-
Notifications
You must be signed in to change notification settings - Fork 2k
Description
Summary
The HTTP egress proxy inside the sandbox (10.200.0.1:3128, implemented in /opt/openshell/bin/openshell-sandbox) hard-terminates established connections after approximately 2 minutes. This makes any WebSocket-based integration — including the native openclaw Discord plugin, WhatsApp Web (see #361), and any other long-lived TCP connection — non-functional inside the sandbox. There is no configuration option to change this behaviour.
Environment
- Platform: macOS (Apple Silicon, M-series)
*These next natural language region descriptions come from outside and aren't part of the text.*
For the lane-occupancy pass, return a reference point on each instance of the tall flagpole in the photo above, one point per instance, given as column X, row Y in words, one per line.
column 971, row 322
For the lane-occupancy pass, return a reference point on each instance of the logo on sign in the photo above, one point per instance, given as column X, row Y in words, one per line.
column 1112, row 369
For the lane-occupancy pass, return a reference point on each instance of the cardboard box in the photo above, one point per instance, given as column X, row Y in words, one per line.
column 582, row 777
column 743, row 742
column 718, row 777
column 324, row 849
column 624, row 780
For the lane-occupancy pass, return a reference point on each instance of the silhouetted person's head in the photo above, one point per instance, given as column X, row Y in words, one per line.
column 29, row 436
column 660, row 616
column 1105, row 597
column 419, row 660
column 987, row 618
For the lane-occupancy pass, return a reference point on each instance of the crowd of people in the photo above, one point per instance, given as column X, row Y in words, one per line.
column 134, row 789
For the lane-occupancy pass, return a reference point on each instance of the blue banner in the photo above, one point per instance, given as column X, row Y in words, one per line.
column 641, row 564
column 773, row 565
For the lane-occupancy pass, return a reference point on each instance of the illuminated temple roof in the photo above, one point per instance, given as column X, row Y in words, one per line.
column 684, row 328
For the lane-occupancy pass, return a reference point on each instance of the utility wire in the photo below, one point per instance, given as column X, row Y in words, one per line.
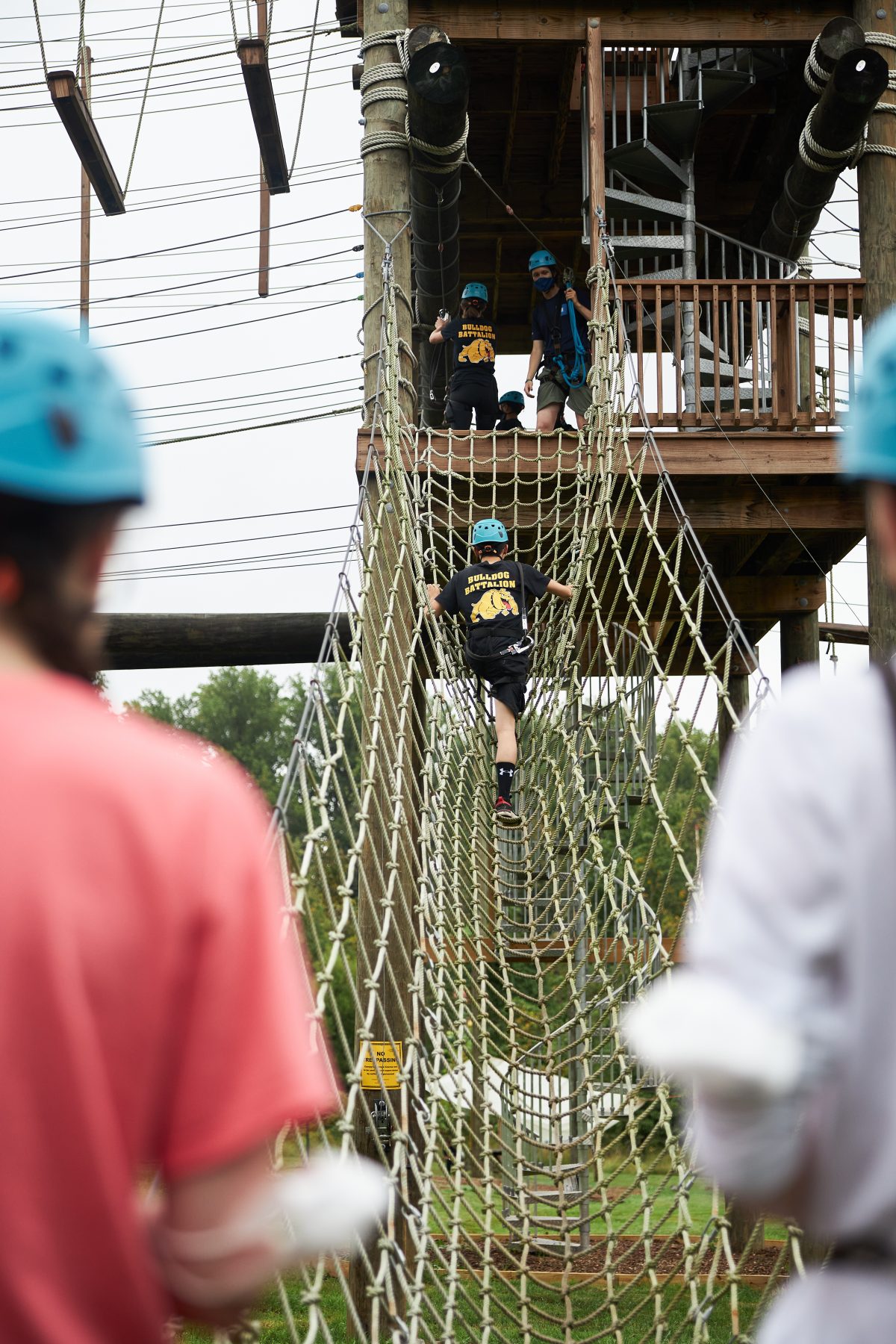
column 173, row 248
column 228, row 302
column 250, row 322
column 227, row 541
column 143, row 105
column 223, row 433
column 235, row 517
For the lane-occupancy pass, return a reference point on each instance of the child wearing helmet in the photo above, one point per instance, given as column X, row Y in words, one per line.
column 151, row 1012
column 492, row 597
column 509, row 408
column 561, row 344
column 472, row 386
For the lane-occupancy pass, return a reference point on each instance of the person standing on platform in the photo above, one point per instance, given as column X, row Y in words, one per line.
column 509, row 408
column 152, row 1018
column 492, row 598
column 561, row 344
column 782, row 1021
column 472, row 388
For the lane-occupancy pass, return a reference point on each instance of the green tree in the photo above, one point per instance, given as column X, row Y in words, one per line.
column 253, row 718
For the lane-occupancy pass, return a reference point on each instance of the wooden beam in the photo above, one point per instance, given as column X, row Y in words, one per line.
column 687, row 25
column 227, row 640
column 842, row 633
column 682, row 455
column 253, row 58
column 81, row 128
column 571, row 67
column 781, row 594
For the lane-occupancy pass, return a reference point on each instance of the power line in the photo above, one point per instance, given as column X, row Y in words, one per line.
column 228, row 302
column 223, row 433
column 243, row 373
column 161, row 252
column 237, row 517
column 222, row 327
column 193, row 284
column 228, row 541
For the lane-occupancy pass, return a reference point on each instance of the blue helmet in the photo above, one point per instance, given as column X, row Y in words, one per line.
column 489, row 530
column 476, row 290
column 67, row 435
column 868, row 445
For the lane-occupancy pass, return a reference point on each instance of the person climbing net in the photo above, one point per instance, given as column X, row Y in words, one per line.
column 491, row 597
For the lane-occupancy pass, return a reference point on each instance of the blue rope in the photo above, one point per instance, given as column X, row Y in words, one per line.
column 579, row 373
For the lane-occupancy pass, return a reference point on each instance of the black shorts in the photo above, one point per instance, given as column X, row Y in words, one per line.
column 505, row 676
column 467, row 396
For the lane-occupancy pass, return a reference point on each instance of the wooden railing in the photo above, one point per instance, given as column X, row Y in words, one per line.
column 743, row 354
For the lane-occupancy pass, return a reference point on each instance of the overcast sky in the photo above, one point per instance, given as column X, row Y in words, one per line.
column 213, row 355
openshell-sandbox: running as PID 1 in k3s pod (ghcr.io/nvidia/openshell/gateway:dev)- Cluster: Docker container
openshell-cluster-nemoclaw(k3s via Docker) - NemoClaw version: 2026.3.x
- OpenClaw version: 2026.3.11–2026.3.13
Two Distinct Failure Modes
1. EAI_AGAIN on gateway.discord.gg — permanent DNS failure
The ws library (used by discord.js for the WebSocket leg) does not honour HTTPS_PROXY. It attempts a direct socket connection and requires local DNS resolution of gateway.discord.gg. Inside the sandbox, this hostname never resolves — the cluster DNS (10.43.0.10, CoreDNS) does not forward public hostname resolution for sandbox pods.
The REST client works because it sends CONNECT discord.com:443 to the HTTP proxy, which resolves the hostname server-side. The WebSocket client bypasses the proxy and hits DNS directly, so it always fails.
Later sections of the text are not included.